How often is this exceedingly simple but profound point overlooked by theistic-personalists and atheists alike! Not only is contingency preserved (and modal collapse avoided) by this otherwise rudimentary acknowledgement, but so is divine immutability, impassibility; all divine simplicity, in a word. However, because these points are so frequently overlooked, it is worth transitioning to Grace and Freedom, where Lonergan expands upon each in turn.
This, too, is important. (on pg. 104)
“This problem has already been presented. On the one hand, St. Thomas maintained not only free acts but also all terrestrial activity to be contingent; on the other hand, he affirmed God’s eternal knowledge to be infallible, his eternal will to be irresistible, and his action through intellect and will to be absolutely efficacious. Now, if God knows every event infallibly, if he wills it irresistibly, if he effects it with absolute efficacy, then every event must be necessary and none can be contingent. Such is the problem. An account of the solution offered by St. Thomas falls into three sections: first, certain fallacies must be seen through; secondly, the basic solution has to be presented; thirdly, variations on the basic theme have to be noticed.”
“The first fallacy lies in a misconception of time. To a temporal being our four-dimensional universe has three sections: past, present, and future. To an eternal ‘now’ this division is meaningless. On this point St. Thomas never had the slightest doubt: he was always above the pre-Einsteinian illusions that still are maintained by our cosmology manuals; strenuously and consistently he maintained that all events are present to God.”
“The second fallacy lies in supposing God’s knowledge of the creature, or his creative will and operation, to be some reality in god that would not be there if he had not created. God is immutable. He is entitatively identical whether he creates or does not create. His knowledge or will or production of the created universe adds only a relation rationis (relation of reason) to the actus purus (pure actuality). They are predications by extrinsic denomination. Further, it is to be observed that a fallacy on this point is closely connected with fallacious ideas of time. For there can be no predication by extrinsic denomination without the actuality of the extrinsic denominator: else the adaequatio veritatis is not satisfied. Accordingly, to assert that God knows this creature or event, that he wills it, that he effects it, is also ipso facto to assert that the creature or event actually is.”

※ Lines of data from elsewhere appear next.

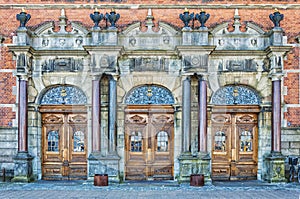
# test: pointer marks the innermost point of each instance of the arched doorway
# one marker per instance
(64, 133)
(234, 133)
(149, 134)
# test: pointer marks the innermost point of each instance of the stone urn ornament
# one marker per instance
(186, 17)
(113, 17)
(202, 18)
(23, 17)
(96, 17)
(276, 17)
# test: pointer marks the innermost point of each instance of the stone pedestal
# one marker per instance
(23, 171)
(194, 165)
(202, 34)
(187, 36)
(109, 165)
(277, 36)
(274, 164)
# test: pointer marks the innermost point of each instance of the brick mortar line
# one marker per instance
(152, 6)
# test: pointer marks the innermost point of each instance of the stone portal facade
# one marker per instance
(101, 72)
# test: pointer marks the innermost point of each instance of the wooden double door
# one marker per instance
(64, 143)
(149, 136)
(234, 144)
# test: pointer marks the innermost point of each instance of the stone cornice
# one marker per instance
(183, 49)
(105, 49)
(152, 6)
(20, 49)
(238, 53)
(150, 53)
(277, 49)
(59, 52)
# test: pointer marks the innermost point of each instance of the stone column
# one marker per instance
(23, 161)
(276, 116)
(202, 116)
(186, 116)
(96, 114)
(203, 159)
(96, 127)
(112, 115)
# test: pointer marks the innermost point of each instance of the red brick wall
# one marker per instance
(256, 11)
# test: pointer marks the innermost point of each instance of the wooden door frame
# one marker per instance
(235, 110)
(63, 109)
(147, 110)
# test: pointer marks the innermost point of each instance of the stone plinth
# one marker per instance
(109, 165)
(23, 168)
(189, 165)
(274, 164)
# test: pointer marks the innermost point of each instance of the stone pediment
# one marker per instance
(45, 38)
(47, 29)
(253, 38)
(251, 29)
(133, 38)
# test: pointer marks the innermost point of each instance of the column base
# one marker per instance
(274, 164)
(23, 171)
(99, 164)
(190, 164)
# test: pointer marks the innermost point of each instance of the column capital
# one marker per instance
(96, 76)
(23, 77)
(202, 76)
(276, 75)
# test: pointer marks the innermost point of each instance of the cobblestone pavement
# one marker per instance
(155, 190)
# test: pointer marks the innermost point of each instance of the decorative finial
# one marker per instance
(23, 17)
(149, 20)
(237, 23)
(276, 17)
(62, 12)
(149, 12)
(186, 18)
(236, 12)
(112, 18)
(202, 18)
(96, 17)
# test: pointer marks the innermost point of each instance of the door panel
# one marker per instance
(149, 144)
(64, 146)
(234, 149)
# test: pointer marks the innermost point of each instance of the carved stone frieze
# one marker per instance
(165, 38)
(149, 64)
(245, 65)
(68, 64)
(104, 63)
(236, 95)
(153, 63)
(198, 62)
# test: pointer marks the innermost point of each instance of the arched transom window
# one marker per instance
(64, 95)
(232, 94)
(149, 94)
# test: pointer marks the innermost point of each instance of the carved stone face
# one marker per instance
(221, 42)
(253, 42)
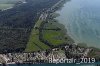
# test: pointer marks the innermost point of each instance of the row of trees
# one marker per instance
(16, 24)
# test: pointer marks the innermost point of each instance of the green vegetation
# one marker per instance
(34, 43)
(5, 6)
(17, 23)
(55, 33)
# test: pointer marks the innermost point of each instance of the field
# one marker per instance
(55, 34)
(34, 43)
(4, 4)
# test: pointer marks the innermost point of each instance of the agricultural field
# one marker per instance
(34, 44)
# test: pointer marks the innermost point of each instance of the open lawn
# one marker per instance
(55, 37)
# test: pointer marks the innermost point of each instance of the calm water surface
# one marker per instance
(82, 20)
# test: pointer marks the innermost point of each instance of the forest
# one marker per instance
(16, 24)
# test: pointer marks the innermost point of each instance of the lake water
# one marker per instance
(54, 65)
(82, 21)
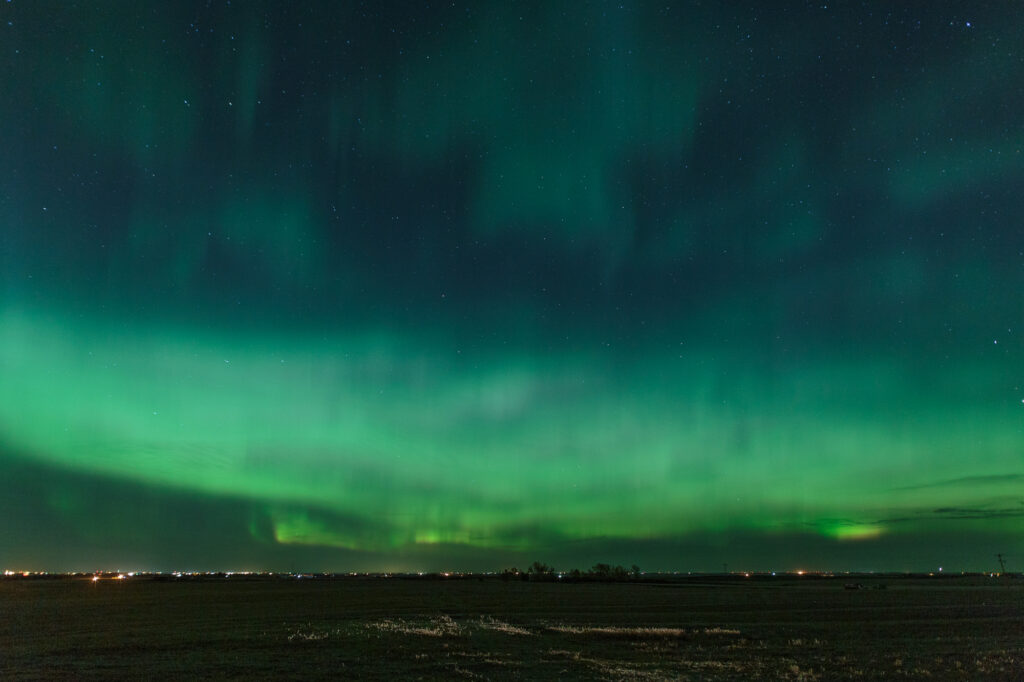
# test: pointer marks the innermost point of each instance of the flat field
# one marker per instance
(809, 629)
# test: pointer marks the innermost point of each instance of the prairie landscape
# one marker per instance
(727, 628)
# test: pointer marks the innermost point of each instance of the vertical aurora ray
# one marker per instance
(384, 285)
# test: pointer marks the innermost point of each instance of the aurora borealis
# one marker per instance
(379, 286)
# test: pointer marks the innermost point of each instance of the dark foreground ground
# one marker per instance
(969, 629)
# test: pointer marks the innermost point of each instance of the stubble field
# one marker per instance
(970, 629)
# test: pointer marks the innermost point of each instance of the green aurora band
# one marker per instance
(454, 288)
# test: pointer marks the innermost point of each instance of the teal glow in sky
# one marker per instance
(358, 287)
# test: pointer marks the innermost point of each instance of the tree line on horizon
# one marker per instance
(542, 572)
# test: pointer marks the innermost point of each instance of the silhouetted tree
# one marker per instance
(541, 571)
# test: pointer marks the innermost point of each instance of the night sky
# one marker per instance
(389, 286)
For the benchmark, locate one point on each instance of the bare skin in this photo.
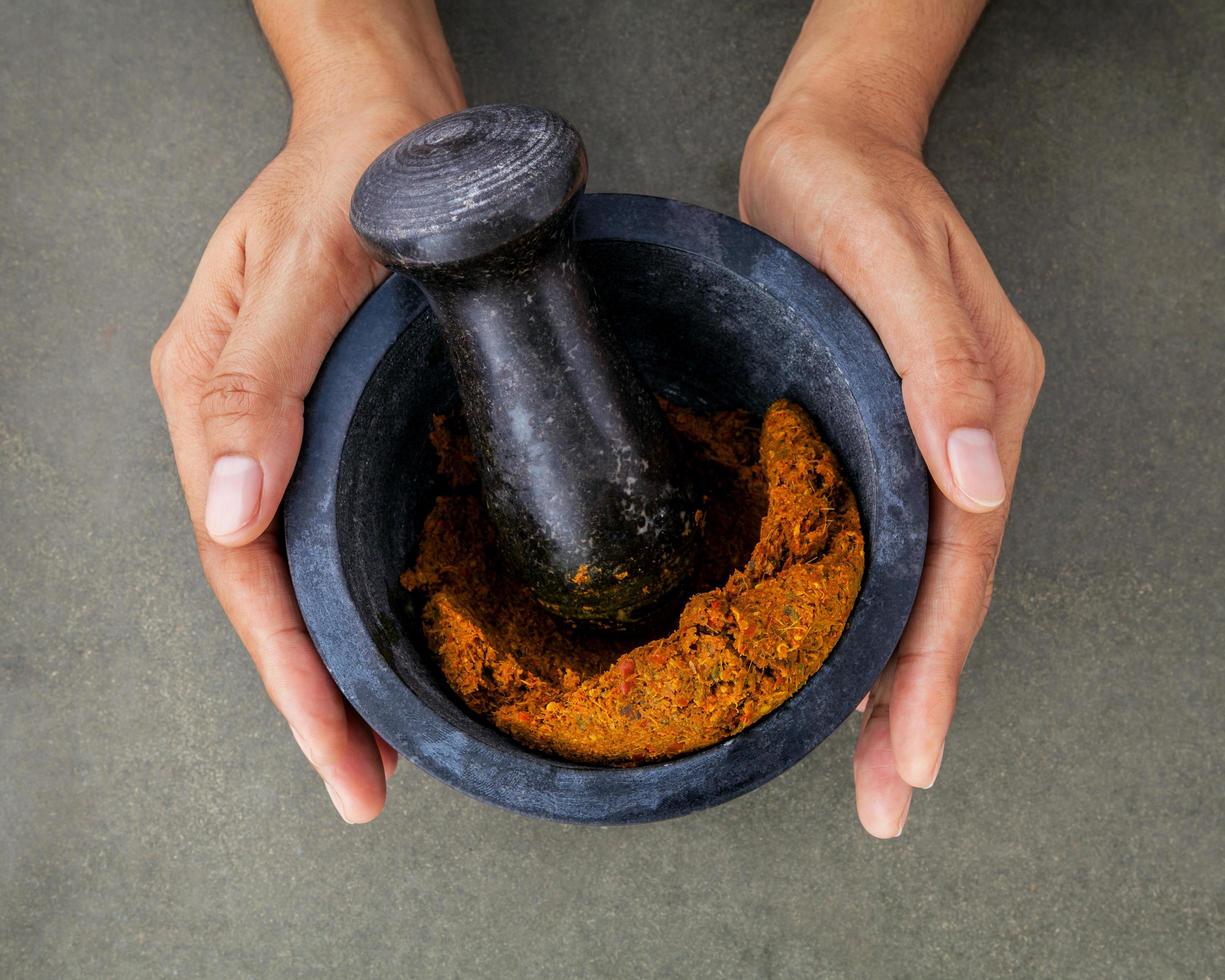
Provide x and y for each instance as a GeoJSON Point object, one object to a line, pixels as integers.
{"type": "Point", "coordinates": [833, 169]}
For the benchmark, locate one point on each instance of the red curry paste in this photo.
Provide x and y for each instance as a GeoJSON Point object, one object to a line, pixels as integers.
{"type": "Point", "coordinates": [782, 564]}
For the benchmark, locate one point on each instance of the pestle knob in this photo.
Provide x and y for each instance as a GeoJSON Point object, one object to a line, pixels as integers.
{"type": "Point", "coordinates": [580, 473]}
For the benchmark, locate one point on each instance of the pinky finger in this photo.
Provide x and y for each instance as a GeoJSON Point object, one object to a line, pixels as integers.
{"type": "Point", "coordinates": [881, 795]}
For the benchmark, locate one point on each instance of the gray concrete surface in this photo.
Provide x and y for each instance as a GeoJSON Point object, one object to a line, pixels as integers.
{"type": "Point", "coordinates": [156, 820]}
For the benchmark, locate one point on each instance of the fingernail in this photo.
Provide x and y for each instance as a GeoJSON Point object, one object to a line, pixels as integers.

“The third fallacy is a confusion of hypothetical with absolute necessity. If A, then A: granted the protasis, the apodosis follows necessarily. But this necessity is not absolute, standing in its own right, but hypothetical, resulting only from the protasis. Moreover, what hypothetically is necessary, absolutely may be either necessary or contingent. On this point St. Thomas is so insistent that no more need be said.”
“‘God knows this’ is true by an extrinsic denomination. There is no extrinsic denomination without the actuality of the extrinsic denominator. Therefore, the actuality of the ‘this’ is included in the protasis, and its reappearance in the apodosis is not absolute but hypothetical necessity: if A, then A.”
Finally, once one draws the otherwise elementary scholastic distinctions between active vs passive potency, etc, all the remaining objections toward divine simplicity dissolve and the classical theist is (once again) vindicated. (Consider also Christopher Tomaszewski’s paper on the formal invalidity of Mullin’s argument; alongside our 2+ hour discussion called Defending the Doctrine of Divine Simplicity.)
Of course, I acknowledge that *I* am not adding anything to the debate, either. But then again, I never had to.